F365 Says: Germany, where impossible really is nothing

Date published: Saturday 23rd June 2018 8:47 - Daniel Storey

There was never a night or a problem that could defeat sunrise or hope.

Or Germany.

What is the tagline of their sponsor again? Ah yes, Impossible Is Nothing. Perhaps we have all been played for gullible fools.

Four times in succession, a European winner of the World Cup has been humbled in the group stage. For 16 of the 96 minutes played, Germany were out. For 78 minutes, their fate was out of their hands. For two minutes, they were alive again.

In the warm air of a Sochi night, supporters of this once-great and maybe-still-great team had given up. They looked on with open mouths and wide eyes, as if trying absorb more of such an unbelievable situation and persuade their senses that what was happening was real.

And then, with a thousand different alarms bells ringing in each ear, Toni Kroos changed the present and the future with one majestic sweep of his right boot. In a sense, it now matters not what has happened, only what is coming. Beat South Korea in their final match, and Germany will march on.

This World Cup has had two distinct moments of professional greatness, two moments when football was stripped down to man vs ball vs goalkeeper. When Cristiano Ronaldo struck his free-kick against Spain, it guaranteed Portugal a point. Kroos did the same, but from a tighter angle and with heavier legs and against a goalkeeper who knew where the shot was going and with more pressure piled upon him by the sheer enormity of the situation. Never mind a point or three, it guaranteed his team their World Cup oxygen.

Quite how long the effects of this minor-miracle last depends on Loew’s side improving, and quickly. If it is distinctly un-Germanic to commit so many obvious tactical and technical gaffes as they did against Mexico, it is quite another for the same errors to occur twice in succession. Sami Khedira was left out but this time Kroos was left exposed in midfield, while Jerome Boateng played the Mats Hummels role of centre-back charging out like a fireman who has slept through his alarm. Boateng’s red card was less of a punishment and more of a mercy killing.

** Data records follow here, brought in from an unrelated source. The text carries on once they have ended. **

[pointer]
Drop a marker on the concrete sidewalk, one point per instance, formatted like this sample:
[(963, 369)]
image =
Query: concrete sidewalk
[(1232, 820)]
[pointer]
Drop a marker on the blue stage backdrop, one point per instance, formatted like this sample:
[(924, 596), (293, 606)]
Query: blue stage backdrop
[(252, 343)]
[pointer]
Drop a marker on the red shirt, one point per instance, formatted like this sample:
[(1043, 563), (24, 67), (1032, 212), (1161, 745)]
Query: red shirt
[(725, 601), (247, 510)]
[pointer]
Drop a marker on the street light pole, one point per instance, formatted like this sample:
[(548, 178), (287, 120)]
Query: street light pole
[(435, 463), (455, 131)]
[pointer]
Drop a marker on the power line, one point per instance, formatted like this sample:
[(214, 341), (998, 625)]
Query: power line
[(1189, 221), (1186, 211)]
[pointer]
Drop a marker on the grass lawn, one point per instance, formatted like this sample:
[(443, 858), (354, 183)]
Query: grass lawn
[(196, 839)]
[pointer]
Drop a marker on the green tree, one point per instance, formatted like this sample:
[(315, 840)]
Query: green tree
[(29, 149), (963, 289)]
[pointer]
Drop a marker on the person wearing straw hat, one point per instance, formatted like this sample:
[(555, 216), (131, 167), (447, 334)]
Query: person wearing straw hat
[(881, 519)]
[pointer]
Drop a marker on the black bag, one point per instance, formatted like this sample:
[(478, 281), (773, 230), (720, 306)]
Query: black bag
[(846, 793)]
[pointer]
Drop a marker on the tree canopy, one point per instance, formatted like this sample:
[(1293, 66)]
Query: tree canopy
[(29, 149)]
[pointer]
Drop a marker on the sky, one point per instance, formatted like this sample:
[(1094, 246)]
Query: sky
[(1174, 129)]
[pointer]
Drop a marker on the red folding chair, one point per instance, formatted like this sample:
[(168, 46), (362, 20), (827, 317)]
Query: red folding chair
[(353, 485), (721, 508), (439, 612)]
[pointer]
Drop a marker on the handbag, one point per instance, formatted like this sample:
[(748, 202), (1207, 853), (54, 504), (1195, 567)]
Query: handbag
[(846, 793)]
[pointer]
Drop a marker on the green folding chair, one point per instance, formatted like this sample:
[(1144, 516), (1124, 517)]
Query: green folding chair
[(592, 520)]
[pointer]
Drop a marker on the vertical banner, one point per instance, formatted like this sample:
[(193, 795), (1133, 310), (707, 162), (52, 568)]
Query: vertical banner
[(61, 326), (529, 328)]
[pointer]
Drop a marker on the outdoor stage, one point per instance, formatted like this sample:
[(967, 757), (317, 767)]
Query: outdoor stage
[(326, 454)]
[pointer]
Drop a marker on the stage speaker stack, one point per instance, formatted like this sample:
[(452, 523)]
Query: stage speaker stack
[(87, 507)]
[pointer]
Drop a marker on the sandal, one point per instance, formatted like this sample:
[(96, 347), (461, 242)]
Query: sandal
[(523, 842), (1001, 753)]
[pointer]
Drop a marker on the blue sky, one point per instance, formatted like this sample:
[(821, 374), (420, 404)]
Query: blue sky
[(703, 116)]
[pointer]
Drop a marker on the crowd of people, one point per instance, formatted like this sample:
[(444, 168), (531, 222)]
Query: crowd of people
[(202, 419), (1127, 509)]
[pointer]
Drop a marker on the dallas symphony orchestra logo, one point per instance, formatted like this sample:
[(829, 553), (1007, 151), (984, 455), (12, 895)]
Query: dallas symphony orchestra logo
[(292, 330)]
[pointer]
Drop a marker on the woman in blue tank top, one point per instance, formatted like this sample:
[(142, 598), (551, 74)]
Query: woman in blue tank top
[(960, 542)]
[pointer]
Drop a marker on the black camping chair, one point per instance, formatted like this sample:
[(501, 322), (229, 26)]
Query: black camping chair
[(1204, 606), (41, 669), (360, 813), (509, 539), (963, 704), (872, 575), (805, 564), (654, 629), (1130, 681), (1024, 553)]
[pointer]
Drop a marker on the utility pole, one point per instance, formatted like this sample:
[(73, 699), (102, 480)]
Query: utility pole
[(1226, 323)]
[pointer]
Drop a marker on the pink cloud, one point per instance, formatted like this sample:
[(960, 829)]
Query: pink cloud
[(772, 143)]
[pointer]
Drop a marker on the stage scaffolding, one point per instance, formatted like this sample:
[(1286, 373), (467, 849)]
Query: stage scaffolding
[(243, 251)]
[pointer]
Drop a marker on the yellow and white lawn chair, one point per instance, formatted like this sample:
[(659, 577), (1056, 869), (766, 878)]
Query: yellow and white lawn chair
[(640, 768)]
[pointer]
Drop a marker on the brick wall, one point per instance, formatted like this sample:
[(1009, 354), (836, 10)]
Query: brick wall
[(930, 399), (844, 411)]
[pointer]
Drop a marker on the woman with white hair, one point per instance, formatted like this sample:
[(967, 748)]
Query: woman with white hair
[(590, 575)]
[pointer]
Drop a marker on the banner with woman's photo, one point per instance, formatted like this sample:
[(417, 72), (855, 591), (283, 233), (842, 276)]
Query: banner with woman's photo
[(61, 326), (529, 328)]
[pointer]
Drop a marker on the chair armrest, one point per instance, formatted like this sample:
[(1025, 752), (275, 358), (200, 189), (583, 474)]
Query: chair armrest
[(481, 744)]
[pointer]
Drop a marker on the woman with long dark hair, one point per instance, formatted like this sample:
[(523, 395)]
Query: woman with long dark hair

Again, Loew’s response to adversity was simply to throw more and more men forward. He ended with a 1-4-4 formation, and only Sweden’s lack of pacy counter attackers and sudden self-awareness of the magnitude of their potential achievement made Germany’s extraordinary late salvo possible.

Think too of the vanquished side, so hard to do even when Swedish bodies were lay strewn on the turf as if beaten in literal battle. Janne Andersson’s team outfought and out thought Germany for vast periods, though could never hope to outplay them. They were defiant in defence, but undone by one moment of foolish ill-discipline and one more of true magnificence.

This could still be a seismic German failure, then. For all the calamity surrounding Argentina, it barely registers against the shockwaves caused by Germany’s so-far lifeless defence of their crown. This is not a team built around one player or one coach. Neither is it an ageing squad nor one light on experience. Only three of the 23-man squad are over 30, but seven have more than 70 caps. Every one of those has a World Cup winner’s medal. Even if you did not pick Germany as your likely winner, and many did, nobody foresaw this.

There are great rumblings of discontent behind the scenes, laid bare in the tactical naivety of the team and decision-making of the individuals. Hummels was critical of tactics post-Mexico, but more tellingly said that the flaws had long been known to many within the squad. That does not speak of joined-up thinking or a happy tour party. They have not kept a clean sheet in seven matches.

But even if this title defence is to end in agony, you would rather agony was extended than administered in one heavy dose, prolonged until the final moment.  Germany are favourites to reach the knockout stages. Once there, Sochi panic may feel like a world away.

A team that made their dream seem unfeasible through defensive incompetence and attacking impotence somehow found a way. If winning while playing badly is a sign of a good team, Germany will win this and every other World Cup. And if legacies are decided partly by performance in the clutch moments, you can commission the Kroos statue now.